The purpose of the summary or descriptive annotated bibliography is to give the reader a summary of the main findings or arguments in a source with no analysis or evaluation. Although annotated bibliographies are rarely used in the sciences, when they are used they often take this form. The length of the annotation or summary depends on how readers will use the bibliography. If readers are looking for a nutshell statement to help them decide whether to read the article, then the briefest summary will usually suffice. If readers are hoping to learn about the range of articles written about a topic (so that they don't have to read the articles themselves), then annotations usually are longer and include more details from the article.

In a critical annotated bibliography, the annotation includes both the summary as well as one or two lines of analysis/judgment of the published work's worth for a given topic/line of argument.

The following sample is from a scientific source. Note that this bibliographic entry follows a scientific referencing style. It is all single-spaced, and the annotation is numbered (e.g., 1312) since it is taken from a long book that is an annotated bibliography.

 

Sample Summary: Part of an Annotated Bibliography

1312. Wilson, M.C. (1996). Late Quaternary vertebrates and the opening of the ice-free corridor, with special reference to the genus Bison. Quarternary International, 32. 97-105. Retrieved from https://www.scribd.com/document/207672896/Writing-an-Annotated-Bibliography

One way to gauge the ecological opening of the ice-free corridor is to establish the chronology for the arrival of immigrant animal species. Bison (Bison) have excellent potential because of the abundance of their remains. Bison of ‘southern’ appearance [referable to ancient bison (Bison bison antiquus)] were present as far N [sic] as the Peace River region until about 10,000 B.P. Bison populations in western Canada apparently underwent a rapid change at that time, such that barely 500 years later, bison of ‘northern’ appearance [referable to western bison (Bison bison occidentalis)] were established. The rapidity and pervasiveness of this change seem to defy an evolutionary explanation rooted in punctuated equilibrium or phenotypic change, and could indicate a sudden population influx through the newly opened corridor.

 

As Part of a Larger Paper

Summaries of various sorts fit into larger papers. We often see summaries as part of a review of literature that sets the context for the writer's research or position in a controversy. Sometimes writers use summaries of polarized arguments to show the range of points of view in a dispute. Even more often, summaries are frequently used as "proof" for an argument or your position, to explain a given idea or fact, or to show where the information you are using came from. This is why many writers compose summaries frequently as they are researching for a larger essay. Writing a complete summary of each essay/book you cover in your research is a good time-saver because you can simply "paste" the summary at an appropriate point in your draft or refer to it for a central quote or idea.

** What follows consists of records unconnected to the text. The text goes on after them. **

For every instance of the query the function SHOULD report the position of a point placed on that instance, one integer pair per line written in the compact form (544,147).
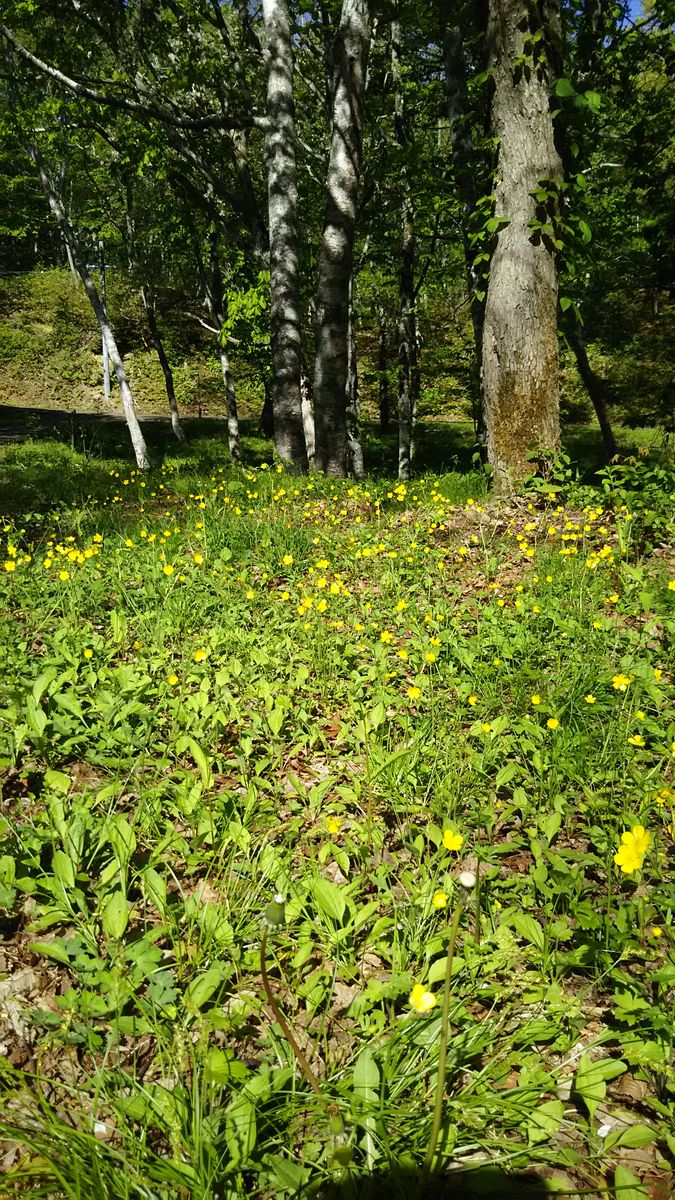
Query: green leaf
(114,917)
(365,1075)
(544,1121)
(240,1129)
(329,899)
(201,989)
(187,743)
(591,1079)
(627,1186)
(64,869)
(529,929)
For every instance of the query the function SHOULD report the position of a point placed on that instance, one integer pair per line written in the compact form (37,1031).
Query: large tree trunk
(338,243)
(284,277)
(520,352)
(408,372)
(107,335)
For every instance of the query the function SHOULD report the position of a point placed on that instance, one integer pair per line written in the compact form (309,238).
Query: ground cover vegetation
(244,708)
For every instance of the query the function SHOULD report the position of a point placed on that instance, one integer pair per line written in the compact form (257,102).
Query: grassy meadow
(418,715)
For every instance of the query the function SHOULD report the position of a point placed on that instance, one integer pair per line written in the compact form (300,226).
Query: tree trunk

When you're using summaries for one of these purposes, be sure to think about what your readers already know about the topic. If your readers know relatively little on your topic, your summaries will almost certainly be longer and give readers more background information. If you believe that your readers know a good deal about your topic, you can probably set the context or prove your point with a précis or brief summary.

 

Sample Summary: Detailed Summary

 

Taner, M.Ü., Ray, P. & Brown, C. (2017). Robustness-based evaluation of hydropower infrastructure design under climate change. Climate Risk Management , 18. 34-50. Retrieved from https://www.sciencedirect.com/science/article/pii/S2212096317300554

Summary

The conventional tools of decision-making in water resources infrastructure planning have been developed for problems with well-characterized uncertainties and are ill-suited for problems involving climate nonstationarity. In the past 20 years, a predict-then-act-based approach to the incorporation of climate nonstationarity has been widely adopted in which the outputs of bias-corrected climate model projections are used to evaluate planning options. However, the ambiguous nature of results has often proved unsatisfying to decision makers. This paper presents the use of a bottom-up, decision scaling framework for the evaluation of water resources infrastructure design alternatives regarding their robustness to climate change and expected value of performance. The analysis begins with an assessment of the vulnerability of the alternative designs under a wide domain of systematically-generated plausible future climates and utilizes downscaled climate projections ex post to inform likelihoods within a risk-based evaluation. The outcomes under different project designs are compared by way of a set of decision criteria, including the performance under the most likely future, expected value of performance across all evaluated futures and robustness. The method is demonstrated for the design of a hydropower system in sub-Saharan Africa and is compared to the results that would be found using a GCM-based, scenario-led analysis. The results indicate that recommendations from the decision scaling analysis can be substantially different from the scenario-led approach, alleviate common shortcomings related to the use of climate projections in water resources planning, and produce recommendations that are more robust to future climate uncertainty.

Keywords

Climate change; Infrastructure design; Deep uncertainty; Climate variability; Robustness; Decision scaling.